From paying legal bills to dividing up property and pensions – how much does a divorce cost?

Q: I’m 55 and I’ve had a significant portion of my pension savings invested in an equity portfolio for the last 15 years. This year, with volatility across the markets, my annual return has been negative. I had hoped to retire in ten years, so I am worried I will lose more of the savings I had set aside for retirement. Should I cash out now? Billy, Cork City

A: Historically, investing in a diversified equity portfolio has provided the best return on investment over a long period. Since 1928, the US stock market has experienced short-term declines averaging 15pc every single year. Yet, over the same period, annualised returns averaged 11pc. In short, volatility is normal. And it is the cost of investment growth.
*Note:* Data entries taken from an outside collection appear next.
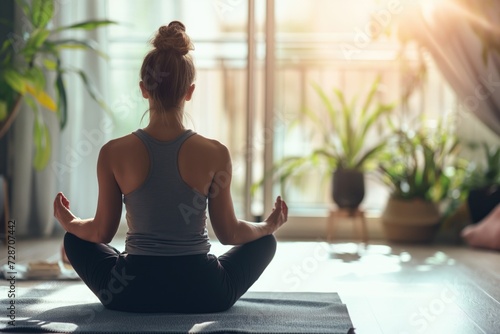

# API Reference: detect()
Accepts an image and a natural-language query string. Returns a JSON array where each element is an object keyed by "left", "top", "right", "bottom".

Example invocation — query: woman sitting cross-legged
[{"left": 54, "top": 21, "right": 288, "bottom": 313}]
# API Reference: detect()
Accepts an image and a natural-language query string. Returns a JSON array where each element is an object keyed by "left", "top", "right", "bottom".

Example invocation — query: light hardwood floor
[{"left": 0, "top": 238, "right": 500, "bottom": 334}]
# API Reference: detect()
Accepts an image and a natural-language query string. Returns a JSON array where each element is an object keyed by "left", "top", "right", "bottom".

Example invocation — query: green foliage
[
  {"left": 0, "top": 0, "right": 115, "bottom": 170},
  {"left": 379, "top": 123, "right": 466, "bottom": 203},
  {"left": 252, "top": 77, "right": 395, "bottom": 196}
]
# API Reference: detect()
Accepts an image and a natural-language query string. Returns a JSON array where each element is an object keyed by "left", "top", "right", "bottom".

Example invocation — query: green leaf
[
  {"left": 16, "top": 0, "right": 31, "bottom": 17},
  {"left": 22, "top": 28, "right": 50, "bottom": 59},
  {"left": 31, "top": 0, "right": 54, "bottom": 28},
  {"left": 33, "top": 117, "right": 52, "bottom": 171},
  {"left": 24, "top": 66, "right": 45, "bottom": 90},
  {"left": 55, "top": 20, "right": 117, "bottom": 31},
  {"left": 3, "top": 69, "right": 26, "bottom": 94},
  {"left": 72, "top": 69, "right": 113, "bottom": 115},
  {"left": 0, "top": 101, "right": 8, "bottom": 122},
  {"left": 23, "top": 94, "right": 38, "bottom": 113},
  {"left": 42, "top": 58, "right": 57, "bottom": 71}
]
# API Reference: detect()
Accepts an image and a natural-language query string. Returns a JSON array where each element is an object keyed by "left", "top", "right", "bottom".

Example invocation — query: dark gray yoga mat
[{"left": 0, "top": 282, "right": 353, "bottom": 333}]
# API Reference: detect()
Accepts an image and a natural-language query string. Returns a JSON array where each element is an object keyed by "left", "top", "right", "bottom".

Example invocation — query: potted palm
[
  {"left": 379, "top": 123, "right": 464, "bottom": 242},
  {"left": 0, "top": 0, "right": 114, "bottom": 170},
  {"left": 274, "top": 77, "right": 395, "bottom": 209}
]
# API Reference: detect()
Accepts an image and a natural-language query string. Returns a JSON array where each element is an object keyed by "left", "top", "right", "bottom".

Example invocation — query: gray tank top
[{"left": 123, "top": 129, "right": 210, "bottom": 256}]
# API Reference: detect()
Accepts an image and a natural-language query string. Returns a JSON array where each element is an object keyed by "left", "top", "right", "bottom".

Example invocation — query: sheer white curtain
[
  {"left": 407, "top": 2, "right": 500, "bottom": 135},
  {"left": 52, "top": 0, "right": 113, "bottom": 224}
]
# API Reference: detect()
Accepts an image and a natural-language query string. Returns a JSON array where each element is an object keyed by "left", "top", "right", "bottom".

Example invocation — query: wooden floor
[{"left": 0, "top": 239, "right": 500, "bottom": 334}]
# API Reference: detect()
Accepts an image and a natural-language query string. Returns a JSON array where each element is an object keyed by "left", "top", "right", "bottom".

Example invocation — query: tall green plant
[
  {"left": 0, "top": 0, "right": 114, "bottom": 170},
  {"left": 379, "top": 123, "right": 465, "bottom": 203},
  {"left": 463, "top": 143, "right": 500, "bottom": 190}
]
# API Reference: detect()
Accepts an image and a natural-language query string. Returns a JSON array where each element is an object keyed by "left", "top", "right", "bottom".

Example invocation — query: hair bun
[{"left": 152, "top": 21, "right": 194, "bottom": 55}]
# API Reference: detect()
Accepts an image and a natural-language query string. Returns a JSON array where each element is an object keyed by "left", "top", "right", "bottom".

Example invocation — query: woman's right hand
[{"left": 264, "top": 196, "right": 288, "bottom": 233}]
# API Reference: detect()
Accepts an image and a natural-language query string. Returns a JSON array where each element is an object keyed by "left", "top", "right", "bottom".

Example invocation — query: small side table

The greater risk to investment return on equities was not being in the market during these negative periods but being out of the market during the far more frequent positive periods. Time in the markets, not timing the markets, is the message here.

Since the global financial crisis, investors have become much better at understanding both risk and the volatility of investment returns, particularly equity investments. Advisers have also seen the benefit of educating their clients in this space as it provides a better outcome for everyone. Your question is a great indicator of the benefit of having a good adviser to remind you of the long-term goal of your investment.

To focus on your own circumstances, you have identified that you wish to retire in ten years. Wholesale cashing out of your equity position now while trying to time a re-entry would not be a recommended course of action. It would be much more beneficial to identify the income that you think you will need in retirement. Will you be carrying debt? Will you have dependents? What income will you need to fund the retirement that you are planning?

Really focus on your own planning and maximise tax efficiencies and contributions within your budget. As you get closer to your intended retirement age, you can taper your equity portfolio to less volatile assets in a systematic way.

How can I protect my income if I develop long Covid and cannot work?

Q: I’m a 45-year-old self-employed consultant and I was out of work for two weeks earlier this year after getting ill with Covid-19. Ever since, I have been worried if I ever developed long Covid I would not be well enough to continue working. What financial protection can I put in place to ensure I can maintain my lifestyle if I get sick? I have 10 years left on my mortgage. Eileen, Co Galway

A: Unfortunately, this has become a real issue for many people in recent times.

Often – though not always – employees on the frontline of the pandemic, such as hospital staff, had enough benefits through their employment to ensure that some of their income was paid when they were unable to work due to Covid-19. This type of security is less prevalent in the private sector, and for self-employed people like yourself, the onus is on you to source this benefit.

People have come to realise how precarious their situation can be if they are unable to work. The ‘it will never happen to me’ way of thinking has been replaced by ‘it could well happen at some stage’. Small business owners and sole traders just cannot take these chances. Businesses can be really impacted by key employees – or indeed sole employees – not being present. Contracts can be lost and businesses can fold.

Often the much wider and longer-lasting impact, though, can be on the loss of lifestyle and its knock-on effect on dependents. In short, you need to protect your income. Tax relief is applicable on premiums at your marginal rate and there are excellent products available across the market, especially for your profession.

It is worth noting that income payments typically start after an initial waiting period, so I would recommend building up an emergency fund to cover this period. The benefits are only allowed to cover a certain proportion of your income, so you would need further savings to supplement your income should the worst scenario come to pass.

Putting these steps in place would be good financial planning and would ensure that you could maintain your lifestyle if you couldn’t work.